Solo leer esos nombres hace que los buenos aficionados al Western sintamos una tentación casi irrefrenable de descolgar el viejo winchester de la chimenea, calzarnos las botas de cuero, ponernos las espuelas, ensillar al caballo y salir a cabalgar.

 

Solo que el Oeste ha cambiado mucho y el tan pavisoso como adecuado actor Jason Bateman, en vez de encarnar a un bienintencionado leguleyo del Este que pretende llevar el imperio de la ley a los dominios de Liberty Valance; interpreta a un asesor financiero de Chicago que lava el dinero del narco y ha de salir por pies de la Ciudad del Viento para esconderse en los Ozarks, arrastrando a su familia con él.

Pero los Ozarks no le reciben precisamente bien. Sobre todo, cuando empiece a meterse en la vida de sus vecinos, alterando un frágil ecosistema en el que las especies más amenazadas y en mayor peligro de extinción no son los pinzones y los abejarucos, precisamente.

 

Y ahí es cuando el término redneck sale a relucir, en toda su extensión. Redneck no tiene una traducción fácil al español. Cateto, paleto o patán no están a la altura de un término que es más, mucho más que todo eso.
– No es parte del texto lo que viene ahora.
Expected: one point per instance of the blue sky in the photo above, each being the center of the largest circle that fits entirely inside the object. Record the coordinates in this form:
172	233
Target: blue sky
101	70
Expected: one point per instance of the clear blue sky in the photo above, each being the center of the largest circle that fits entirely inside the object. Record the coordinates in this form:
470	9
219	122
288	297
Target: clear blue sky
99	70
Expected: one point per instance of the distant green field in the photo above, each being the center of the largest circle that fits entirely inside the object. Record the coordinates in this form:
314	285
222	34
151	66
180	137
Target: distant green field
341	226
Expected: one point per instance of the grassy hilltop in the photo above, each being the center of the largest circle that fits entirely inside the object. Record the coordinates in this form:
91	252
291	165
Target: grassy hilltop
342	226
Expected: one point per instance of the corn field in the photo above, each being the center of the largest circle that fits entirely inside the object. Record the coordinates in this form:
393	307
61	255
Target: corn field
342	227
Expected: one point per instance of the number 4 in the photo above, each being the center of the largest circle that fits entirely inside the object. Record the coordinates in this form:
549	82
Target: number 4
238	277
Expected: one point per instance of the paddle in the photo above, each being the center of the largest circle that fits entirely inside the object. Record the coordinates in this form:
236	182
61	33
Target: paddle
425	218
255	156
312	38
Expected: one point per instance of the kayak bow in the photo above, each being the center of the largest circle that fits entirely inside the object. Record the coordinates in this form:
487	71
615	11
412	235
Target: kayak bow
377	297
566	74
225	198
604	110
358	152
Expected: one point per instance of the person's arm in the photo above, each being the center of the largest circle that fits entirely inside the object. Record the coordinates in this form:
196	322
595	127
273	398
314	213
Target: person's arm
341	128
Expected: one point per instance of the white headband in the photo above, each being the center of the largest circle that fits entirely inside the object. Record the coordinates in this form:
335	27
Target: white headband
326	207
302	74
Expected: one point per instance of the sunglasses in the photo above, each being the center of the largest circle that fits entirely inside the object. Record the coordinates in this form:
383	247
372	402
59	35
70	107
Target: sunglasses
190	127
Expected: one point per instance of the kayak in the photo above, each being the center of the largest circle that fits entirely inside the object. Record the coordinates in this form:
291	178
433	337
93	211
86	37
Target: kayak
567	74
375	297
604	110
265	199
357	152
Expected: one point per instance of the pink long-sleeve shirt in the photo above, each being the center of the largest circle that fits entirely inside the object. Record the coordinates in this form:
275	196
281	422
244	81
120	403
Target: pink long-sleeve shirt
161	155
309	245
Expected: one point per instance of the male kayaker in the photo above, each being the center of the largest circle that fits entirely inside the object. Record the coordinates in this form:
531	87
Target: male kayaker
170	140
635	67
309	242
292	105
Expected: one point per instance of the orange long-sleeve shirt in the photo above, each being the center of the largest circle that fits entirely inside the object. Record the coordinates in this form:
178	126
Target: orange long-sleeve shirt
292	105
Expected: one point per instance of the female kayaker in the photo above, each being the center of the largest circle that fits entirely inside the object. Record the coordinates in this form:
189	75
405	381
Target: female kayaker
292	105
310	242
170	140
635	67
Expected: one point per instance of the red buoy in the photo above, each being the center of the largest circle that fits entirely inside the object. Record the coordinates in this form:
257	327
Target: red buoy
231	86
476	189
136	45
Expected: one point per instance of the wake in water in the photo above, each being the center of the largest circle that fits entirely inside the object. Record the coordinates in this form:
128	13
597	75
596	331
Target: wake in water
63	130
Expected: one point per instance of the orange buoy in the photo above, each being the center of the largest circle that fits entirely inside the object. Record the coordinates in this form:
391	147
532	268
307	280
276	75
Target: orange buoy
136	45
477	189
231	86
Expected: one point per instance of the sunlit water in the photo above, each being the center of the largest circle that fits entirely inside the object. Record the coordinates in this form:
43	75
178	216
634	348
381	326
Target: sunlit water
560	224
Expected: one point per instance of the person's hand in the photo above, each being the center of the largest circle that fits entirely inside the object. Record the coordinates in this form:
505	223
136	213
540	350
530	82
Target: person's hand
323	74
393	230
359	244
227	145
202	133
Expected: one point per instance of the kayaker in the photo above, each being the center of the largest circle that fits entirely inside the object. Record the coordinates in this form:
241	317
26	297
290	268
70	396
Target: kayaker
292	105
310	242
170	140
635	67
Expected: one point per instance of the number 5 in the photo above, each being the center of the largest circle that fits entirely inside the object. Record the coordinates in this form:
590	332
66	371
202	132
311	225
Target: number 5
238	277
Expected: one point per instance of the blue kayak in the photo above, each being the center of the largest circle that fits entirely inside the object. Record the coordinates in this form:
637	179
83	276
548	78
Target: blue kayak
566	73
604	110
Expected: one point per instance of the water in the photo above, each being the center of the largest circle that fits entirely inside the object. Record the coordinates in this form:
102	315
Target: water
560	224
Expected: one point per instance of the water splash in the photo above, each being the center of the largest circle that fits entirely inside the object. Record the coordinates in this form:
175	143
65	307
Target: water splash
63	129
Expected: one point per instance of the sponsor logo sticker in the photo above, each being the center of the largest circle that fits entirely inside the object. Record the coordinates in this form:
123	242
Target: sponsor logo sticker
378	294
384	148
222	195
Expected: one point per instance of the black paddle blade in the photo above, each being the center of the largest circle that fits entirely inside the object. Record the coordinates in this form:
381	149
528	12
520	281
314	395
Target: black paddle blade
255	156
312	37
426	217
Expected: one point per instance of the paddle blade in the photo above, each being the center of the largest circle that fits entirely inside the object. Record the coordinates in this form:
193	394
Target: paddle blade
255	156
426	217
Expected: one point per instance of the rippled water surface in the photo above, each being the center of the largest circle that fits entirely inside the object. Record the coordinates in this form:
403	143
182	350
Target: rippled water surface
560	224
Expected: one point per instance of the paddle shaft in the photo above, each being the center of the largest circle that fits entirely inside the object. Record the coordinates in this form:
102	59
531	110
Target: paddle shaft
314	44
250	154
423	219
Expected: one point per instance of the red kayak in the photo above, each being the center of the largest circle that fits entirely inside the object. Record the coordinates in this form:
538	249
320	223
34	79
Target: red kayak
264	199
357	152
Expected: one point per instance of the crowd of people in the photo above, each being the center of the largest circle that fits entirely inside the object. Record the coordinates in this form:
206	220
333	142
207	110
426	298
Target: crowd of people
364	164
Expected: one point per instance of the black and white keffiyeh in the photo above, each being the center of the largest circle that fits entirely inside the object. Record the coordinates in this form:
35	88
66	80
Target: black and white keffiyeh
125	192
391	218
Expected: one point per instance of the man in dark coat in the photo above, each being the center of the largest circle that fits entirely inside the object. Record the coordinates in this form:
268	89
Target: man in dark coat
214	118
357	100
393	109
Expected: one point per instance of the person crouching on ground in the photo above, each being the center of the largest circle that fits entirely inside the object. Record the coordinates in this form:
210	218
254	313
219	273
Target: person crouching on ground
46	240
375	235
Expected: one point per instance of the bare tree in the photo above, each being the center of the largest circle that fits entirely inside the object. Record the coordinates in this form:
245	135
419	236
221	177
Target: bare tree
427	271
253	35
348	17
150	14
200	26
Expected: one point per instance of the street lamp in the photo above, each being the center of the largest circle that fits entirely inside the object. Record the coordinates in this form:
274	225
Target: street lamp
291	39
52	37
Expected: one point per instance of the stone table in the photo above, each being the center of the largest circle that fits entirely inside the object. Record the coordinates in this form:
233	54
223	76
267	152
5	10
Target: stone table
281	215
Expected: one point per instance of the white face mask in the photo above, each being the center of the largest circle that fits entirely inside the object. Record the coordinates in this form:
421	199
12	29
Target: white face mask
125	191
Y no digamos ya “campesino”, otra de las acepciones conferidas por la RAE.

 

Cuando hablamos de rednecks, nos referimos a los habitantes de la América profunda que, alejados del mundanal ruido y campando a sus anchas en terrenos aislados, solitarios, escabrosos y de tan difícil acceso como los Ozarks, no solo han construido códigos culturales propios, sino que conforman comunidades ferozmente cerradas y violentas en las que predomina la endogamia y donde ser forastero es sinónimo de ser enemigo.

 

Esta modalidad salvaje -y, por lo general, oligofrénica y mentalmente disminuida- de cuellos rojos, tal y como se conocía originalmente a los agricultores de nuca abrasada por el trabajo bajo el sol, nos ha aterrorizado en películas como “Deliverance”, de John Boorman; o “La matanza del Texas”, del recientemente fallecido Tobe Hopper.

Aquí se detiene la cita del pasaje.